Но это так, лирическое отступление. Просто к тому, что к утру сильно устала, вымоталась. Ноги гудели, и войдя в автобус, мечтая поскорей оказаться дома, посетовала я, что все сиденья заняты. Но всё же рефлекторно успела заметить, что сидевший с краю чуть поодаль парень довольно привлекателен, из тех, что обычно нравятся девушкам, – чернявый, поджарый, романтично длинноволосый, свитерок на нём стильный. Перехватила его почти такой же оценивающий взгляд, сразу же с безразличным видом отвернулась, только этих гляделок мне сейчас не хватало.
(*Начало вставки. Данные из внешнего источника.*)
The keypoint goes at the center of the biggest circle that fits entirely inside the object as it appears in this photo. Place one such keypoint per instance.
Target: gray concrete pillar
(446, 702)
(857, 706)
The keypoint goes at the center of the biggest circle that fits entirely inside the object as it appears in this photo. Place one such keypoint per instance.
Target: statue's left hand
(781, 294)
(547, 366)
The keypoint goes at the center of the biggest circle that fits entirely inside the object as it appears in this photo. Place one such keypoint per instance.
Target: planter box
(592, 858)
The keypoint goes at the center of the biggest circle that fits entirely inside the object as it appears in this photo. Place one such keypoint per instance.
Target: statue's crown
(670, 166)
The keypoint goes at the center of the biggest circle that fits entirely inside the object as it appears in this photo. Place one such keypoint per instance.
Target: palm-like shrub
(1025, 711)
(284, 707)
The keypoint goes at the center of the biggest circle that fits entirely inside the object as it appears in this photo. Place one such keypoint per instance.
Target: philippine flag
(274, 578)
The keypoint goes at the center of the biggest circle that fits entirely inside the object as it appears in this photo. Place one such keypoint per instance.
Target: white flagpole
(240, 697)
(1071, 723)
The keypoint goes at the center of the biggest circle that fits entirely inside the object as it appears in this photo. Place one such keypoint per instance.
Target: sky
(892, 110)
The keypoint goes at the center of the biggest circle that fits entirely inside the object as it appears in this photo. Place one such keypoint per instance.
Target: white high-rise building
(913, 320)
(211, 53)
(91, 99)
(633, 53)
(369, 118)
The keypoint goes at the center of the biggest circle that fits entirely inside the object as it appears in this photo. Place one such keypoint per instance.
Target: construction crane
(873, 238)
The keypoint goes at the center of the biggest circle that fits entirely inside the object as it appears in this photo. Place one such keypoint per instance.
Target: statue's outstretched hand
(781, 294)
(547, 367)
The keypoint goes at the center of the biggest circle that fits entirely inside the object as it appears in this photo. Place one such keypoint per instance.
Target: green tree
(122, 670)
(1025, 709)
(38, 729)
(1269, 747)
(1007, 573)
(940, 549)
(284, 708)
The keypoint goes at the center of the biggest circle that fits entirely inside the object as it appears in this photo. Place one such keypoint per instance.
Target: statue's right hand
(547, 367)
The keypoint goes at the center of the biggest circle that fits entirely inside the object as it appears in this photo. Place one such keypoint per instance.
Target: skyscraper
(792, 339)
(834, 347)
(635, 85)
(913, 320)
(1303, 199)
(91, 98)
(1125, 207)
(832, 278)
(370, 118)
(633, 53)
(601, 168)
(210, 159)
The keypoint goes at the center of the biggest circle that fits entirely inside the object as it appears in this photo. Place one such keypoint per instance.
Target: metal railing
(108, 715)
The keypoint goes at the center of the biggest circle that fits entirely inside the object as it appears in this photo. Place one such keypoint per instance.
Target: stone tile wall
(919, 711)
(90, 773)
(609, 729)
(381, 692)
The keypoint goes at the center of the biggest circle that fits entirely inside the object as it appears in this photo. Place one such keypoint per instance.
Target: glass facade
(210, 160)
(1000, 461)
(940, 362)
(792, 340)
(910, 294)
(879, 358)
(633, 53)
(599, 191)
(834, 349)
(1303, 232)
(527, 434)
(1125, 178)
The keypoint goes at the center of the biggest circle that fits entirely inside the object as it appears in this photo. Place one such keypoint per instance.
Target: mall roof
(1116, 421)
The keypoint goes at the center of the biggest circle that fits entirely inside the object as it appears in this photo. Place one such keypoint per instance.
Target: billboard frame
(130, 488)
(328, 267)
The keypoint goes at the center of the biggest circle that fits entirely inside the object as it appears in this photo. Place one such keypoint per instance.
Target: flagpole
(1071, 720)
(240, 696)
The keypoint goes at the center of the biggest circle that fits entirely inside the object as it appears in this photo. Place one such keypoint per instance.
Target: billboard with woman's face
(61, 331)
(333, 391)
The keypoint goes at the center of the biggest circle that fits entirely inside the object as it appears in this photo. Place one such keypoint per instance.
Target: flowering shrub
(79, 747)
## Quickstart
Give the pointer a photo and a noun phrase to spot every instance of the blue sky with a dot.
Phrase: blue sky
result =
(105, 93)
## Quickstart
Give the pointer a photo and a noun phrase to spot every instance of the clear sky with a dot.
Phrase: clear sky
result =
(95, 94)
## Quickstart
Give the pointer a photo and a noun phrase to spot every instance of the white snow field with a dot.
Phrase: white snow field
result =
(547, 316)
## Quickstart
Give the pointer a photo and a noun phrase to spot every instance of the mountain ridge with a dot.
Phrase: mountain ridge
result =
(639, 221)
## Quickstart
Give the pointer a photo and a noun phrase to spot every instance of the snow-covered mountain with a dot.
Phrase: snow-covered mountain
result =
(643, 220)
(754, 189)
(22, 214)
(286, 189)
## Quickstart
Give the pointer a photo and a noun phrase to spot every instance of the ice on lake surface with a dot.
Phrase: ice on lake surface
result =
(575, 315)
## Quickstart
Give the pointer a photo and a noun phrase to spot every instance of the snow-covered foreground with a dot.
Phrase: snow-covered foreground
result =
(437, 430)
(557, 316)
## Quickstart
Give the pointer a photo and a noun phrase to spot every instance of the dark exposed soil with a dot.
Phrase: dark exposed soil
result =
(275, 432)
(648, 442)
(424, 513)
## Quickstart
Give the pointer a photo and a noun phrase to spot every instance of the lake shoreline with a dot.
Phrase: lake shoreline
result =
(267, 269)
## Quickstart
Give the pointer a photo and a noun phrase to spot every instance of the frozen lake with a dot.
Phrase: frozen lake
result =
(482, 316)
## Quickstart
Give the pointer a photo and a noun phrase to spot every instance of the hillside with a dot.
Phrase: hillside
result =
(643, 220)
А он удивил меня – встал, улыбнулся:
– Садитесь, пожалуйста.
Потому удивил, что не припомню я, когда в последний раз такое обхождение мне выпадало, уступали мне место. Голос у него был приятным и улыбка хорошая, впрочем, особого значения это не имело, сейчас не меньше была бы признательна, окажись он каким-либо другим. Тоже изобразила улыбку и с удовольствием плюхнулась на доставшееся мне сиденье. То ли поспешила я, то ли он не в лад со мной попал, но на какое-то мгновенье мы с ним соприкоснулись, чему я, впрочем, не придала никакого значения. И на него больше, пока не доехала до своей остановки, ни разу не взглянула.